Hey, Welcome! I new to speaker DIY too, and I've found an excellent resource is Ray Alden's book "Speaker Building 201." It starts really basic, but gets into the science and math in a very readable way. I highly recommend it. 
I'm starting with an even simpler first build, a subwoofer. But I agree with your approach and the recommendations here, that I re-design a proven design so I know why and how it works as a learning tool. I intend to make this my first speaker build: http://www.parts-express.com/pe/showdetl.cfm?Partnumber=300-702 because it fits my budget and gets good reviews. I'll follow your build with interest...
Tom


----------



## Jstslamd (Nov 30, 2010)

The tritrix is great and fun build. I'm personally finishing up one myself let me know if you have any questions.


----------



## fonjondrie (Dec 25, 2011)

Just looked at the tritrix and I think I'm going to try that one seems simple and fairly inexpensive. did you just get the plans from Parts express?


----------



## fonjondrie (Dec 25, 2011)

I'm going to build my own enclosure what type of wood should I use, I've been reading and is mdf the right material.


----------



## GranteedEV (Aug 8, 2010)

fonjondrie said:


> I'm going to build my own enclosure what type of wood should I use, I've been reading and is mdf the right material.

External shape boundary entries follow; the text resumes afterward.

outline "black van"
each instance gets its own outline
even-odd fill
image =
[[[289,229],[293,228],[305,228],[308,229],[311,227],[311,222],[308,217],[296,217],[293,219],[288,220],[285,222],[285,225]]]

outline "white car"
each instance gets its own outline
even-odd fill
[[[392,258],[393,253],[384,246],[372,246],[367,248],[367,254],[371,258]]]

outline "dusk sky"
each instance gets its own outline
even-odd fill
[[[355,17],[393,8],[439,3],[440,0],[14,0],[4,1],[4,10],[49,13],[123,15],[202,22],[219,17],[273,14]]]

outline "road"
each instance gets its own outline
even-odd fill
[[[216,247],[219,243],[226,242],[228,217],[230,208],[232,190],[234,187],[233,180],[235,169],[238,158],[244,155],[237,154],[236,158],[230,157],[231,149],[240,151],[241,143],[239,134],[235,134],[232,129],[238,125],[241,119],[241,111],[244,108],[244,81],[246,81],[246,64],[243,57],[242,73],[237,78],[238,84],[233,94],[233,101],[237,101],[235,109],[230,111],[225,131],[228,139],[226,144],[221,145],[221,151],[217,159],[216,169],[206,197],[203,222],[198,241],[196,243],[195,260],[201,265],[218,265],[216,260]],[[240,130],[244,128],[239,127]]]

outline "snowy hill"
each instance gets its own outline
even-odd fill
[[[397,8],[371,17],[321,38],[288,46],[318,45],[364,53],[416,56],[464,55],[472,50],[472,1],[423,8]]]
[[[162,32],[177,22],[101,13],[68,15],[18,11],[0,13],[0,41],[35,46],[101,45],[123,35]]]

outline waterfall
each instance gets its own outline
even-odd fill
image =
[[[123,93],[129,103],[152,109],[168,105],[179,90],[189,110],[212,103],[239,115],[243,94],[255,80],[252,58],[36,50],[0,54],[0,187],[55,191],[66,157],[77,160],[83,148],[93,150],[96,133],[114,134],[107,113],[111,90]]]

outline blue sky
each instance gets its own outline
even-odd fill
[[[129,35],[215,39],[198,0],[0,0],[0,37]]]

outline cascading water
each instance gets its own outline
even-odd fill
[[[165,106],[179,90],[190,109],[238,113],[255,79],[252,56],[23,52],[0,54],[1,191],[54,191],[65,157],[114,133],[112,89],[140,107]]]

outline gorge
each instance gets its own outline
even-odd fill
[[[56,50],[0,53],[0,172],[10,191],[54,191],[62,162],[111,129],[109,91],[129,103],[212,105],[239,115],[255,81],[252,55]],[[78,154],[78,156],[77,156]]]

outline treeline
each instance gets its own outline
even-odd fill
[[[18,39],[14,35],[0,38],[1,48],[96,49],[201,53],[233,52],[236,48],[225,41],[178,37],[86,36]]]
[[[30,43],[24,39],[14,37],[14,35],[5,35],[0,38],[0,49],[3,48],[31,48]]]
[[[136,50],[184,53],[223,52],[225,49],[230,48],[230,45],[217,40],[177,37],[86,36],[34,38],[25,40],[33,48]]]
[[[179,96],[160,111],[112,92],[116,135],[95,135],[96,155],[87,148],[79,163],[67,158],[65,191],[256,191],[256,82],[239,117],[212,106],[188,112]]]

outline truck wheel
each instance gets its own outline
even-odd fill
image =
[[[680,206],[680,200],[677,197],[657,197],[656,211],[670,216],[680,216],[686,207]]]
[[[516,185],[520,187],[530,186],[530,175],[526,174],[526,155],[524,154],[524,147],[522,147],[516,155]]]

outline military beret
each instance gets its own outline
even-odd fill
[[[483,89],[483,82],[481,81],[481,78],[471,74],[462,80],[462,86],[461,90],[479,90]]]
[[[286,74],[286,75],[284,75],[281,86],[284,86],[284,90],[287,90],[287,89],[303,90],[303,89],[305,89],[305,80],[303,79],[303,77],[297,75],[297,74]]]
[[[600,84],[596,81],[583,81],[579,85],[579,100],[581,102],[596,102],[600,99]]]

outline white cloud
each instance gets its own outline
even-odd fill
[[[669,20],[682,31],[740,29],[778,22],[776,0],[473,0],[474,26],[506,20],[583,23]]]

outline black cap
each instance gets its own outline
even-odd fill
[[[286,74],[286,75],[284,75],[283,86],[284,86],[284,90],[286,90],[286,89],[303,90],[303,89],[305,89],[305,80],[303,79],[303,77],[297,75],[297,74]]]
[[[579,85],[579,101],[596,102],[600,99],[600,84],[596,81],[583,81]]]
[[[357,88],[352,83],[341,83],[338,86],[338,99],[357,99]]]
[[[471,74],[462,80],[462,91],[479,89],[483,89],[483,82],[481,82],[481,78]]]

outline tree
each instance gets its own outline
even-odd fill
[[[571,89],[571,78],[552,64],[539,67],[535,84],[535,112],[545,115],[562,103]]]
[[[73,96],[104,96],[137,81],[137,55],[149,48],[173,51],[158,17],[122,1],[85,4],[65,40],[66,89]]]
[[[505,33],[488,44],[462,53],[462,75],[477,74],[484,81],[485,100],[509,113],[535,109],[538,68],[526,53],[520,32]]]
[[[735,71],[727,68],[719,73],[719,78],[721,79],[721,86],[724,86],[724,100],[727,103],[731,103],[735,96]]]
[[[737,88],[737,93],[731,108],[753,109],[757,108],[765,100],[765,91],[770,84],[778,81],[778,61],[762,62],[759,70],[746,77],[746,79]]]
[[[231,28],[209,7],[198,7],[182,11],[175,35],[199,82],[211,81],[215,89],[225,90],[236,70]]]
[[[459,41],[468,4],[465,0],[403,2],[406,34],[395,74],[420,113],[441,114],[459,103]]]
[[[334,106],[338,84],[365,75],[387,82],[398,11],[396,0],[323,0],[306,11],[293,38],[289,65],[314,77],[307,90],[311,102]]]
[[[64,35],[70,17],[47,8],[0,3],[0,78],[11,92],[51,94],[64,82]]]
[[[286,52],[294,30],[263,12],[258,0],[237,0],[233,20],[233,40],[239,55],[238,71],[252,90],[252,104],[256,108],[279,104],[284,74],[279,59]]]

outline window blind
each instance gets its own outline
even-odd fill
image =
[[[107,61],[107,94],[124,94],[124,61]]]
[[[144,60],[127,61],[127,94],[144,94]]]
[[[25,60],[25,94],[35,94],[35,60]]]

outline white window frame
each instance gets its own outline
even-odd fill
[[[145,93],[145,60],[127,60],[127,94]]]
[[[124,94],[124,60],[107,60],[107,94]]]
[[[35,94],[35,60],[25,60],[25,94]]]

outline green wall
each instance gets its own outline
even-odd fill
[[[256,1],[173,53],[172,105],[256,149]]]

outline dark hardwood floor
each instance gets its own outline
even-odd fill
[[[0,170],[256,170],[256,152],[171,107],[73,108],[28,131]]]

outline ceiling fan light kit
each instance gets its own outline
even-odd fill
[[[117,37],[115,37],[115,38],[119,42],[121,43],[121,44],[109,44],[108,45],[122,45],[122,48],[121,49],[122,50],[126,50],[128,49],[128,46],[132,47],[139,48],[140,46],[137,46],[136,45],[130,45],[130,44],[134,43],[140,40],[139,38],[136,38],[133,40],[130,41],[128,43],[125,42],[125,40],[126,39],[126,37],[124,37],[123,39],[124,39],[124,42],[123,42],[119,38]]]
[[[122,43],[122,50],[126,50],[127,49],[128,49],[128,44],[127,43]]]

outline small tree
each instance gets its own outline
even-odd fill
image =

3/4" MDF is the best bang for buck and will work fine for an inexpensive build. It has high mass. Like any material you will want adequate bracing every 6-8 inches of surface to mass load and minimize flex.

You may want 1.5" thickness on the front baffle (where the drivers will mount) so glue two layers togethet. I use construction grade adhesive.

For a more expensive build you may want to consider 1" plywood constrained via 1/4" roofing felt and adhered to concrete board, with bracing every 4". Such a build will have minimal cabinet coloration in the upper bass / lower midrange. 

Really depends on what you're willing to invest in both money and time. 

I do recommend lining the inside of any speaker build with rigid absorption material IE 2" Rockwool as this will minimize internal reflections.


----------



## tshifrin (Nov 24, 2011)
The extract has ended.